According to the proposed 2014 fiscal year budget on the city’s website, taxpayers fund about 74 percent of the city’s revenue.
The 8 mill increase would raise revenue by about 50 percent.
The value of one mill in East Point is $550,000, according to Mayor Earnestine Pittman.
Budget deficits and the need to pay an unfunded pension were named as the cause for the increase.
“After 32 years of doing nothing, the city has to pay this unfunded pension,” said Pittman, who attributed the pension debt to former city council members.
Councilman Andrew Gothard and Councilwoman LaTonya Martin said they could not make a decision based on the information received by the council last Monday evening.
“I don’t want to vote on this issue yet because I would like to hear feedback from the community first,” Martin said.

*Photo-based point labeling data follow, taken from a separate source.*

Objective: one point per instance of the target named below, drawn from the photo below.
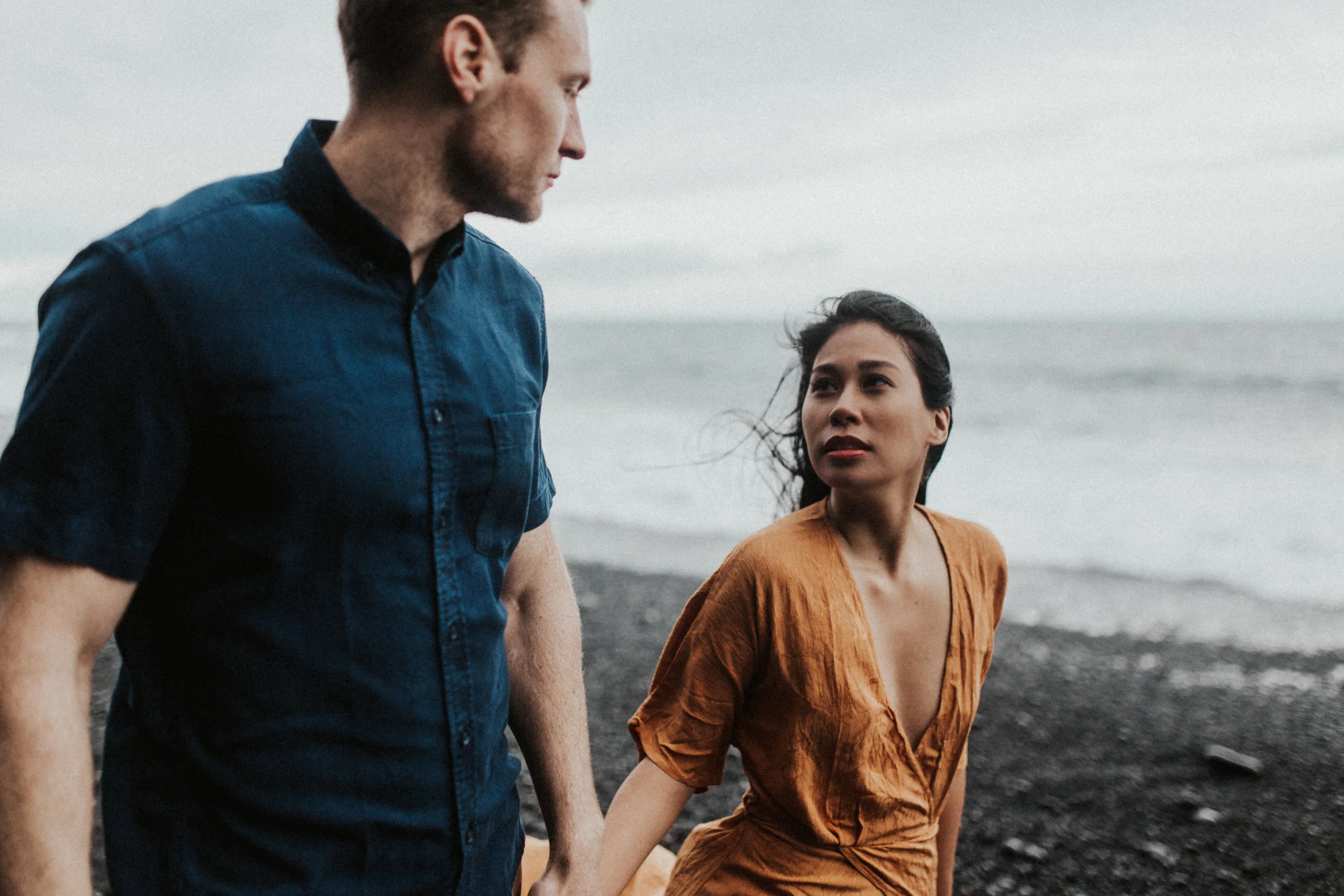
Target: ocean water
(1159, 478)
(1162, 478)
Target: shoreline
(1095, 602)
(1088, 749)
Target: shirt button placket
(453, 658)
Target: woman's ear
(941, 426)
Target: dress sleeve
(687, 722)
(101, 442)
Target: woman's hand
(640, 816)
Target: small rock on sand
(1018, 847)
(1163, 854)
(1229, 759)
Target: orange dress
(773, 655)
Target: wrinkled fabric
(316, 470)
(773, 656)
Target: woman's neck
(874, 524)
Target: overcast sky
(1133, 157)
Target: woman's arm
(949, 825)
(640, 816)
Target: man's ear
(471, 58)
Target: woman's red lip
(846, 445)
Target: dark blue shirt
(316, 470)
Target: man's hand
(547, 711)
(54, 618)
(571, 881)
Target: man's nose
(573, 146)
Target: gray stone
(1229, 759)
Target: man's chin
(514, 210)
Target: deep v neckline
(862, 612)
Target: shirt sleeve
(544, 488)
(687, 722)
(101, 442)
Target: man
(283, 436)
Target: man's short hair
(389, 42)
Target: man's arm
(54, 618)
(547, 709)
(949, 825)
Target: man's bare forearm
(53, 620)
(547, 709)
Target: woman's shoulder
(967, 536)
(979, 555)
(789, 544)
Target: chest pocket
(504, 512)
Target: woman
(840, 649)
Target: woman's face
(863, 417)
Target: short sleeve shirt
(316, 470)
(773, 655)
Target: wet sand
(1088, 759)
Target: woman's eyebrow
(863, 366)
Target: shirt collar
(316, 191)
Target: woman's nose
(843, 413)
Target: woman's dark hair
(802, 485)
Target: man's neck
(391, 162)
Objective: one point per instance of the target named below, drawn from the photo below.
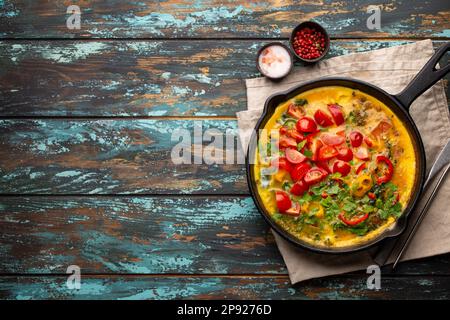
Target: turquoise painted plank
(147, 235)
(246, 287)
(193, 18)
(135, 78)
(111, 157)
(143, 235)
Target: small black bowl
(273, 44)
(312, 25)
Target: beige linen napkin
(391, 69)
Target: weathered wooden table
(85, 172)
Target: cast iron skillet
(399, 104)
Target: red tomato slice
(283, 201)
(282, 164)
(294, 156)
(295, 135)
(336, 113)
(314, 175)
(356, 138)
(368, 141)
(331, 139)
(299, 188)
(306, 124)
(323, 165)
(299, 171)
(361, 168)
(342, 167)
(294, 211)
(327, 152)
(287, 142)
(294, 111)
(323, 118)
(345, 154)
(362, 153)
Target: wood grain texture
(147, 235)
(134, 78)
(214, 18)
(144, 235)
(248, 287)
(110, 157)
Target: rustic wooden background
(85, 170)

Three public hearings are mandatory in order to increase taxes and the city must advertise these hearings two weeks in advance.
Councilman Myron Cook said he supported the millage increase because the city “is in dire straits.”
“This is the critical point where it has to be put up or shut up and our main, critical issues are our finances,” he said.
Cook said waiting to vote on the increase will not help residents because “the statistics aren’t going to improve, they’re only going to get worse.”
He also said that an increase to 23 mils would be less than that of 2008.
What's next? A millage rate public hearing and proposed 2014 budget second hearing are set for Monday.